640-68-6 Usage
Description
D-valine is the D-form of valine, being the non-proteinogenic isomer of valine. It can be supplemented into the cell culture for selectively inhibition of cell proliferation through inhibiting cells that are deficient in the enzyme D-amino acid oxidase. It has also been used to inhibit fibroblast growth while allowing the selective growth of epithelial cells.
Valine
Valine is one kinds of the essential amino acids for human being with the requirement of adult males being 10mg/(kg ? d) (FAO/WHO1973). Being lack of this product can cause neurological disorders, reduction of developmental ability as well as anemia.
Valine is one of the 20 amino acids that form protein with its chemical name being 2-amino-3-methyl-butyric acid. It belongs to branched chain amino acids and is one of the eight kinds of essential amino acids and carbohydrate-producing amino acids of human body. It works together with the other two high-concentration amino acids (leucine and isoleucine) to promote the normal growth of body, tissue repair, regulate blood sugar, and provide the energy needed. When participating in intense physical activity, valine can provide extra energy to the muscles for producing glucose in order to prevent of muscle weakness.
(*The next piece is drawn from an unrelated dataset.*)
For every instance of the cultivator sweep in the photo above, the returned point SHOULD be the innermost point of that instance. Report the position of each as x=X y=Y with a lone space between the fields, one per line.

It also helps remove excess nitrogen (potentially toxic) from the liver, and transport nitrogen to all of the rest parts of the body.
Valine is an essential amino acid, which means that the human body itself cannot synthesize themselves so that it must be replenished through dietary sources. Its natural food sources include cereals, dairy products, mushrooms, mushrooms, peanuts, soy protein and meat. D-Valine is also found in some actinomyces (such as valeriana). While most people can get sufficient quantities of D-valine from the diet, however, there are still many cases about valine deficiency. Upon being lack of sufficient valine, rats get limb tremors due to disorder of the central nervous system as well as ataxia. Through dissecting slices of brain tissue, it was found about the phenomenon of the red nucleus cell degeneration. Owing to the liver function damage of patients with advanced cirrhosis of the liver, hyperinsulinemia is easy to occur, resulting in the reduction of branched chain amino acids in the blood. The ratio of branched-chain amino acids over aromatic amino acids decreases from 3.0-3.5 (normal body) to 1.0-1.5. It is common for using injection of branched chain amino acids such as valine in the treatment of liver failure, and the damage of alcoholism and drug abuse on these organs.
Uses
Different sources of media describe the Uses of 640-68-6 differently. You can refer to the following data:
1. 1. D-valine can be used for the synthesis of newly efficient pesticide: pyrethroids permethrin and chlorofluorocarbons amyl because of its own biochemical characteristics. The produced valine insecticide permethrin is a broad-spectrum and promising insecticide acaricide which can have effects of touch-killing and stomach poisoning through inhibiting the activity of related enzyme systems of insects. In this way, it can be used for effectively controlling of major pests including Lepidoptera and Diptera in corps such as cotton, fruit trees, and vegetables. D-valine is also widely used in biomedical research.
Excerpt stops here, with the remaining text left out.